The erection and use of the Stations did not become at all general before the end of the seventeenth century, but they are now to be found in almost every church. Formerly their number varied considerably in different places but fourteen are now prescribed by authority. They are as follows:

1.      Christ condemned to death

2.      Jesus willingly takes up His Cross

3.      His first fall

4.      He meets His Blessed Mother

5.      Simon of Cyrene is made to bear the cross

6.      Christ's face is wiped by Veronica

7.      His second fall

8.      He meets the women of Jerusalem

9.      His third fall

10.    He is stripped of His garments

11.    His crucifixion

12.    His death on the cross

13.    His body is taken down from the cross; and

14.    Jesus is laid in the tomb

The object of the Stations is to help the faithful to make in spirit, as it were, a pilgrimage to the chief scenes of Christ's sufferings and death, and this has become one of the most popular of Catholic devotions.

It seems that up to that time it had been the general practice to commence at Mount Calvary, and proceeding thence, in the opposite direction to Christ, to work back to Pilate's house. This was gradually reversed as we have it today.

The number of stations also has varied through the centuries. With regard to the number of Stations it is not at all easy to determine how this came to be fixed at fourteen, for it seems to have varied considerably at different times and places. And, naturally, with varying numbers the incidents of the Passion commemorated also varied greatly. In the middle of the fifteenth century, there are  fourteen, but only five of these correspond with ours, and of the others, seven are only remotely connected with our Via Crucis:

•        The house of Dives,

•        the city gate through which Christ passed,

•        the probatic pool,

•        the Ecce Homo arch,

•        the Blessed Virgin's school, and

•        the houses of Herod and Simon the Pharisee.

In 1515 in an effort to obtain correct details, it was said that there ought to be thirty-one in all, but in the manuals of devotion subsequently issued for the use of those visiting these Stations they are given variously as nineteen, twenty-five, and thirty-seven, so it seems that even in the same place the number was not determined very definitely.

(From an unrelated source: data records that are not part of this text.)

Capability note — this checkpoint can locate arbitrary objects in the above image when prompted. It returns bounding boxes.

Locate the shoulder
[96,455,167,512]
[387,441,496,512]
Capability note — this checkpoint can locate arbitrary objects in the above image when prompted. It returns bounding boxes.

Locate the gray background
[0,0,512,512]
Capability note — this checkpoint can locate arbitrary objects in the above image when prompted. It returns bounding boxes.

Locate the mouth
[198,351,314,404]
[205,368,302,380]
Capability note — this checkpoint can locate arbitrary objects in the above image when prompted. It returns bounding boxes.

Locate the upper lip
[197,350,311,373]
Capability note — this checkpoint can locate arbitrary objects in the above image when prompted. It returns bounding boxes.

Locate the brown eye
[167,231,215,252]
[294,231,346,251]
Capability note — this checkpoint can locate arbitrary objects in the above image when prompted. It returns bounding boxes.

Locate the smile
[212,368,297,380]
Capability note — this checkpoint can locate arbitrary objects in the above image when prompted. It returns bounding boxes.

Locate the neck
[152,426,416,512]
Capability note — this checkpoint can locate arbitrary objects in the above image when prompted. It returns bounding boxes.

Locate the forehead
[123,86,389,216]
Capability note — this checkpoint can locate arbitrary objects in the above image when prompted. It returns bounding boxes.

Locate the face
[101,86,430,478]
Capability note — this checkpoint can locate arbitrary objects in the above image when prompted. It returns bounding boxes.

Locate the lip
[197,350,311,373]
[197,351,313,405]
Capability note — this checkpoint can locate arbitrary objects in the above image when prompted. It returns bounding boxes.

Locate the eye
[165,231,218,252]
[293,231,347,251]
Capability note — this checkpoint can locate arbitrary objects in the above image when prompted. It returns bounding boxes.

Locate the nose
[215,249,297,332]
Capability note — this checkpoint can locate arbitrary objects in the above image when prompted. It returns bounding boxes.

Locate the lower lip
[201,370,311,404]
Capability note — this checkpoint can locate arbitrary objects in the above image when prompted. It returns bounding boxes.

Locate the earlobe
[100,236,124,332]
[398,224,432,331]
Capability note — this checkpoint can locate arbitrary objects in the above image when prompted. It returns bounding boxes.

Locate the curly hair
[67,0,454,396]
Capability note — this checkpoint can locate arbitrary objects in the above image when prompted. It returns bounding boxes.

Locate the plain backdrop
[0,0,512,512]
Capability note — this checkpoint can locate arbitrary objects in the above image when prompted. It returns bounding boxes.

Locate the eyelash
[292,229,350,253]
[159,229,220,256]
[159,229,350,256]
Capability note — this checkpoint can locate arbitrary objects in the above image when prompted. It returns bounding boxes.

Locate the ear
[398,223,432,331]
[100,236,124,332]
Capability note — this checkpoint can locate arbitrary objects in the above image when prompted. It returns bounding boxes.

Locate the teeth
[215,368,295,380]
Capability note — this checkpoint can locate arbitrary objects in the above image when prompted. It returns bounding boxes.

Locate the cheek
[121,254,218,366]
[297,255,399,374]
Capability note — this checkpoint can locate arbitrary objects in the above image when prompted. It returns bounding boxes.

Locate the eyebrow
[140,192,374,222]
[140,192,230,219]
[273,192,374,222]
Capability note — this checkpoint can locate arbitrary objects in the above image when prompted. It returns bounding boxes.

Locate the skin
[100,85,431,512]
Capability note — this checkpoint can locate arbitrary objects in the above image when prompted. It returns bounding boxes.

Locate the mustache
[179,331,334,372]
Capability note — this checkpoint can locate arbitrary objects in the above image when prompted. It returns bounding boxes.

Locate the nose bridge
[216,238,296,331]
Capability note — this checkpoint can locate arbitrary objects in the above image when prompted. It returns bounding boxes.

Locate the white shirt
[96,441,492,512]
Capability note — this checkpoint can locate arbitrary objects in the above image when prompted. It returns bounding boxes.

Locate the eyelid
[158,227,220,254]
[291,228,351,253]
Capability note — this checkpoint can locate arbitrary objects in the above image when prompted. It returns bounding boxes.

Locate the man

At any rate, during the sixteenth century, a number of devotional manuals, giving prayers for use when making the Stations, were published in the Low Countries, and some of our fourteen appear in them for the first time.

Additions and omissions such as these seem to confirm the supposition that our Stations are derived from pious manuals of devotion rather than from Jerusalem itself.

The erection of the Stations in churches did not become at all common until towards the end of the seventeenth century, and the popularity of the practice seems to have been chiefly due to the indulgences attached. It may be safely asserted that there is no devotion more richly endowed with indulgences than the Way of the Cross.